Former President Donald Trump recently made yet another series of antisemitic comments about American Jews, cementing his place as a politician who claims support for Israel while denigrating those who have a genuine connection with the country. Speaking to Israeli journalist Barak Ravid, the only president to be impeached twice claimed that American Jews — most of whom vote Democratic — “either don’t like Israel or don’t care about Israel.”

The former President, whose daughter Ivanka converted to Judaism before marrying Jared Kushner, has long pledged support for Israel and its more politically conservative public officials, such as former Israeli Prime Minister Benjamin Netanyahu, during his tenure in the White House. Mr. Netanyahu, known for his extreme nationalism and religious right-wing ideals, was eventually replaced by more politically mainstream Prime Minister Naftali Bennett. 

Meanwhile, Mr. Trump has often painted Jewish people with a very broad brush, despite the myriad of beliefs and faith practices among the population. While many American Jews identify within specific Jewish organizations, contemporary Jews are not a monolith and are incensed at being lumped together under the auspices of disliking Israel. 

In response to Mr. Trump’s inflammatory outburst, the American Jewish Committee asked, “Why is Mr. Trump once again fueling dangerous stereotypes about Jews? His past support for Israel doesn’t give him license to traffic in radioactive antisemitic tropes – or peddle unfounded conclusions about the unbreakable ties that bind American Jews to Israel. Enough!”

Mr. Trump’s antisemitic comments also moved beyond American Jews into his thoughts about Jewish representation in Congress. “It used to be that Israel had absolute power over Congress,” he said, “and today I think it’s the exact opposite.” He then blamed Presidents Barack Obama and Joe Biden for the shift he erroneously believes to exist within American politics.

This is not the first time the twice-impeached former occupant of the White House has made such bold and ridiculous statements. In fact, his words are almost identical to the theory which he peddled at a 2019 rally with an audience full of Republican American Jews.

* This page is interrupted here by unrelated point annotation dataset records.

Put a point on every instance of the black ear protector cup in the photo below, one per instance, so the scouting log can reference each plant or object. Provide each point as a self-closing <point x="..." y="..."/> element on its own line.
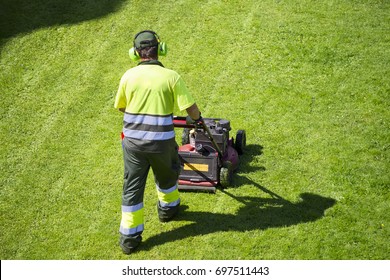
<point x="162" y="47"/>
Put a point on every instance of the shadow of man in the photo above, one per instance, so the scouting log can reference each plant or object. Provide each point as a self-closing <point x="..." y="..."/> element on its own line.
<point x="255" y="214"/>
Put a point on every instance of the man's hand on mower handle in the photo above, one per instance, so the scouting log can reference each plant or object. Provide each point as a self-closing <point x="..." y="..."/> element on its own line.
<point x="197" y="123"/>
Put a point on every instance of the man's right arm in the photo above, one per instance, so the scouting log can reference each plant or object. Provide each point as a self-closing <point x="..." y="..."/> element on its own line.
<point x="193" y="112"/>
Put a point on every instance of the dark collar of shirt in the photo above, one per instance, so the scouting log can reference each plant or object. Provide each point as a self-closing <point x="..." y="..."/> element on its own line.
<point x="151" y="62"/>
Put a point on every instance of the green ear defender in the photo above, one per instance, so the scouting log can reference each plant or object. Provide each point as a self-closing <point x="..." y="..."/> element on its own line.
<point x="144" y="39"/>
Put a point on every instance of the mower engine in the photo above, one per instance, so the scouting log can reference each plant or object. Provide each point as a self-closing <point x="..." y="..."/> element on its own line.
<point x="208" y="156"/>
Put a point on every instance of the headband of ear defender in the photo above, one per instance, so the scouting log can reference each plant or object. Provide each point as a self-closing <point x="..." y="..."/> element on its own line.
<point x="145" y="39"/>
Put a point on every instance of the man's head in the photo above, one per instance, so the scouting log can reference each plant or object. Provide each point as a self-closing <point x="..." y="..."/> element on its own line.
<point x="147" y="45"/>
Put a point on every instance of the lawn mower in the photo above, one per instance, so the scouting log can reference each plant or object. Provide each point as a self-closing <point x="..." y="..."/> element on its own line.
<point x="208" y="156"/>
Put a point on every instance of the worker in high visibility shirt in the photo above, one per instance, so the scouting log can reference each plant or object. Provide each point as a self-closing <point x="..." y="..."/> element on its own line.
<point x="146" y="95"/>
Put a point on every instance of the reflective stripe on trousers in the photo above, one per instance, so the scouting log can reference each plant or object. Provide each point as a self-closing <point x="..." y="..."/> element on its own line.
<point x="132" y="222"/>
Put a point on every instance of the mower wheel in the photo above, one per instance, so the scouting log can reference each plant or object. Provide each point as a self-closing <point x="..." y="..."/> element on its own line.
<point x="240" y="143"/>
<point x="185" y="136"/>
<point x="226" y="174"/>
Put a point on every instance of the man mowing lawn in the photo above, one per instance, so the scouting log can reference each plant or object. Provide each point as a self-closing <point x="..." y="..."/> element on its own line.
<point x="146" y="95"/>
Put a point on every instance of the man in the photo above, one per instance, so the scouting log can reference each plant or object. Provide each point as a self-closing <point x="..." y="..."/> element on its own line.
<point x="146" y="95"/>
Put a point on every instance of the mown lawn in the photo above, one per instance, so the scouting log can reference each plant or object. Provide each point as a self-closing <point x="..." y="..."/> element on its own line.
<point x="307" y="80"/>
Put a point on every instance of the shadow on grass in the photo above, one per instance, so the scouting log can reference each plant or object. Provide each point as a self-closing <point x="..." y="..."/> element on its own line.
<point x="256" y="213"/>
<point x="23" y="16"/>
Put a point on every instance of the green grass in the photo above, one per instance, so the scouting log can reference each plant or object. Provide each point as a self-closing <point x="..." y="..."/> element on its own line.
<point x="307" y="80"/>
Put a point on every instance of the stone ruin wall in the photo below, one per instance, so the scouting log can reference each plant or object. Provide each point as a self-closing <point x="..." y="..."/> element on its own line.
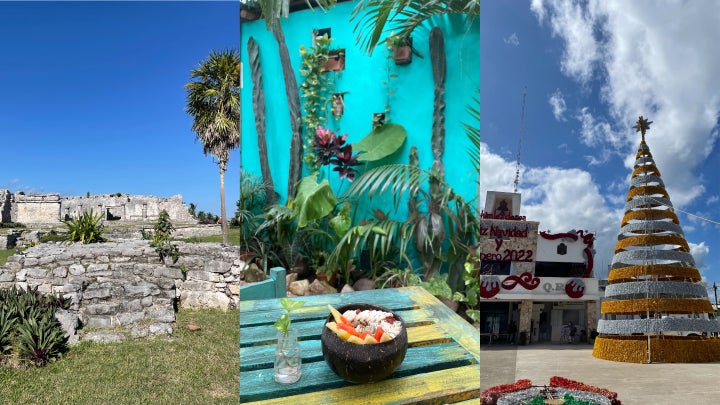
<point x="51" y="208"/>
<point x="121" y="290"/>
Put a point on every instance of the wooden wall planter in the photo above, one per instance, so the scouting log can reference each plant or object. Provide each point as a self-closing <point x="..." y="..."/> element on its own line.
<point x="335" y="62"/>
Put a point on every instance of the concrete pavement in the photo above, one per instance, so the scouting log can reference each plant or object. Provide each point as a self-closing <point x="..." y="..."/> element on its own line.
<point x="636" y="384"/>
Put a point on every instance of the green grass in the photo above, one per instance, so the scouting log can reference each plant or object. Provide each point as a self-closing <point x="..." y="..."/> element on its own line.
<point x="233" y="237"/>
<point x="190" y="367"/>
<point x="4" y="254"/>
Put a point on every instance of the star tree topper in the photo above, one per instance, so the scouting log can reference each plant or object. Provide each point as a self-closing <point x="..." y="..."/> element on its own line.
<point x="642" y="126"/>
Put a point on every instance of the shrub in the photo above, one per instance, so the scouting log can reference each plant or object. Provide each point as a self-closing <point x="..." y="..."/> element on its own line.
<point x="85" y="228"/>
<point x="161" y="237"/>
<point x="28" y="325"/>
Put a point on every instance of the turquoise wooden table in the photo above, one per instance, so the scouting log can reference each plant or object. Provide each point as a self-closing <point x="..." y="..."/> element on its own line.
<point x="441" y="366"/>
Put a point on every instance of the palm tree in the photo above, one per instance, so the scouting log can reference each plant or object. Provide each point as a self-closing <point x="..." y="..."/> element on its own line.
<point x="272" y="11"/>
<point x="213" y="100"/>
<point x="373" y="15"/>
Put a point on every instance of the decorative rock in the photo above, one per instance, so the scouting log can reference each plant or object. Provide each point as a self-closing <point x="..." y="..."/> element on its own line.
<point x="364" y="284"/>
<point x="299" y="287"/>
<point x="321" y="287"/>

However, his more recent claims went even further than what he said in 2019. Stating that American Jews dislike Israel, he went on to boldly suggest Evangelical Christians provide more support to the country. “I’ll tell you, the evangelical Christians love Israel more than the Jews in this country.”

Mr. Trump then went on a series of antisemitic tangents, with barbs directed specifically at the New York Times. “They’re Jewish people that run the New York Times,” he stated without backing up his outlandish claims, following up with claims that the newspaper “hates Israel.”

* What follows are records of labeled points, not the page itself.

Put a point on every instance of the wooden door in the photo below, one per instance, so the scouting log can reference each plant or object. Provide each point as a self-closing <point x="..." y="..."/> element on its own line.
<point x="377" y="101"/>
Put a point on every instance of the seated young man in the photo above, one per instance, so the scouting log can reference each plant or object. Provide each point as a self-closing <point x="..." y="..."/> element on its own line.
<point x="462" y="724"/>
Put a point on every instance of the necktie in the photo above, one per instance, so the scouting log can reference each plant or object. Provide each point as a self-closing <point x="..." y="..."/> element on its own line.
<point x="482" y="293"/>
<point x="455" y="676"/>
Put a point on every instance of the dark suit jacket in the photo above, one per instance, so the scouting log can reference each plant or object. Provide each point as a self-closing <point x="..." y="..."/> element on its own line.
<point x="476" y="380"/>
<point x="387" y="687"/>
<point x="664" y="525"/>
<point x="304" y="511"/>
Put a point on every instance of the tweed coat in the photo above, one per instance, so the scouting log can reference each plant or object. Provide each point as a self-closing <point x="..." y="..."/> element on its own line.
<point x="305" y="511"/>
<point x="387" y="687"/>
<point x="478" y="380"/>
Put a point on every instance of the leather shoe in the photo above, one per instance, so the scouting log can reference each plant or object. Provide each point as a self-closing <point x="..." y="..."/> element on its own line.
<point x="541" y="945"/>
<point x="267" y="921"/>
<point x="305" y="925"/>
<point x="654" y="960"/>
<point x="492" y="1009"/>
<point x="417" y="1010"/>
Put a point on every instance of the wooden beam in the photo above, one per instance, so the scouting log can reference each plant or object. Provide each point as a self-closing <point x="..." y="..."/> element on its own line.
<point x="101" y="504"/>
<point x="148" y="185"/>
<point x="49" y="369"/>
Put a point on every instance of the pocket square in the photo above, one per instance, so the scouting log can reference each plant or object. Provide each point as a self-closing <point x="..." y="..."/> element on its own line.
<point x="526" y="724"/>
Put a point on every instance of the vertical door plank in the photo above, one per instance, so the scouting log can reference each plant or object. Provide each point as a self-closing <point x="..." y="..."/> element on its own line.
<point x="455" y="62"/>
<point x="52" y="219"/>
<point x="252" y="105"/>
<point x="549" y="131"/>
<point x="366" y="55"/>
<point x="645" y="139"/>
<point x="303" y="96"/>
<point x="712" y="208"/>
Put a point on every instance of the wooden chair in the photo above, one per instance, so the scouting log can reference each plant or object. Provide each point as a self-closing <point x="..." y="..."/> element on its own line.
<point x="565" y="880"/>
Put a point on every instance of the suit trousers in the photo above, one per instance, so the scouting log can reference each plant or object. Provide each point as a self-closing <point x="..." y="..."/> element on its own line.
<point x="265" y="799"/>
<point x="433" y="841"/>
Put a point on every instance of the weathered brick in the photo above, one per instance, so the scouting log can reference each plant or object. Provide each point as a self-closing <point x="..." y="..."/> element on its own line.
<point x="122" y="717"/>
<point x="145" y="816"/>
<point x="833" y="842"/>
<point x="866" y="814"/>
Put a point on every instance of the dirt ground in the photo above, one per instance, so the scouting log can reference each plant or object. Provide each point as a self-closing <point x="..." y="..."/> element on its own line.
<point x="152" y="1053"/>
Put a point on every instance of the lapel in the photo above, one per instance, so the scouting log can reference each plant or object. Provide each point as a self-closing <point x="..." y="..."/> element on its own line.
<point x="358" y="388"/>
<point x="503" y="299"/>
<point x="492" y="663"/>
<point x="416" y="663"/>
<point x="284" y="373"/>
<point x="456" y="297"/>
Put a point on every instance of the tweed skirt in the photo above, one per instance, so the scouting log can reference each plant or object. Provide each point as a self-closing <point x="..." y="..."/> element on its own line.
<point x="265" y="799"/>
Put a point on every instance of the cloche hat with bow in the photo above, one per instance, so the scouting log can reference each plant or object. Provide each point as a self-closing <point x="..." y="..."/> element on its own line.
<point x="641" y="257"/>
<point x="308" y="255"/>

The New York Times is owned by The New York Times Company. It is a publicly-traded entity that includes editors and writers from many faith backgrounds.

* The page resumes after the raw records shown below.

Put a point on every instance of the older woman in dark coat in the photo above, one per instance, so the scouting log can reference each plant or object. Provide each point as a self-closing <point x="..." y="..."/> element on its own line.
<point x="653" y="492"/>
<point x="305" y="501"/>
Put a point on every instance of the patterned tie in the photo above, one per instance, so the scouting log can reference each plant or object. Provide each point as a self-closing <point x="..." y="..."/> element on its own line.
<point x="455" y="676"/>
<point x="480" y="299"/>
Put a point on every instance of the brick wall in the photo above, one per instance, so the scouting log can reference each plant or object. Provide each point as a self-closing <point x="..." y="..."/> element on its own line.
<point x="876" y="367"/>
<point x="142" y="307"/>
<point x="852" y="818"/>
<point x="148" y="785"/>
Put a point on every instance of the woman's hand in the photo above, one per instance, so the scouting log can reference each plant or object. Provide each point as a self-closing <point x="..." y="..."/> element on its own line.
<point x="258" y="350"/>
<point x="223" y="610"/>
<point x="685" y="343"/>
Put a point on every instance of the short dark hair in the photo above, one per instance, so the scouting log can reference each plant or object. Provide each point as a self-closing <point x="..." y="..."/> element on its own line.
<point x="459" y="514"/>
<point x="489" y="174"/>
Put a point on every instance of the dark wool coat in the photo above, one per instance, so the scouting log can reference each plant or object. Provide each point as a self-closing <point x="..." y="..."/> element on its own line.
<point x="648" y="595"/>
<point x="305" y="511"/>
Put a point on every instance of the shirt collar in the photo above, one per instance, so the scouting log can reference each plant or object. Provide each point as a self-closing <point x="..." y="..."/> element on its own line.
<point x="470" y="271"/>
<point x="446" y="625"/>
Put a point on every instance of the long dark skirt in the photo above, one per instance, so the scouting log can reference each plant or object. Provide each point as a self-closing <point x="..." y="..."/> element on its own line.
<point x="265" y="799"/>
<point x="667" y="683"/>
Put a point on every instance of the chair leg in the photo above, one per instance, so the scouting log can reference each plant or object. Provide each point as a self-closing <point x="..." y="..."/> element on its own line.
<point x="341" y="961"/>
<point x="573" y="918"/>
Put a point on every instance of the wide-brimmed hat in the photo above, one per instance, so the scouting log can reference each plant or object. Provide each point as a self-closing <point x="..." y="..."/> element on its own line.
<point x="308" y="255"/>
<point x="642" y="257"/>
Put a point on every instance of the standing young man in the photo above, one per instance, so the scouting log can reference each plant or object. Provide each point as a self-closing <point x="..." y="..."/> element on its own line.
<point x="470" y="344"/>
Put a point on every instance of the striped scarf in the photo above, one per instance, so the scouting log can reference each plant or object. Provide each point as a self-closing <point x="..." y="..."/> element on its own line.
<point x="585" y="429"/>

Mr. Trump’s claims were widely panned by Jewish people across the globe. “Insinuating that Israel or the Jews control Congress or the media is antisemitic, plain and simple,” said Jonathan Greenblatt of the Anti-Defamation League. “Unfortunately, this is not the first time he has made these offensive remarks.” 

Such offensive remarks also place American Jews in danger of retaliation, as Mr. Trump enjoys vast power over his more extreme supporters. Hate crimes against Jews increased exponentially during his one-term presidency, and in 2019 American Jews recorded the largest number of antisemitic hate crimes since the ADL began collecting data, in 1980. 

Qasim Rashad, a human rights attorney and radio host, noted “While American Jews represent only 2% of Americans, FBI data shows Jews suffer more than 60% of religiously motivated hate crimes. Donald Trump’s reckless antisemitism further endangers Jewish Americans.”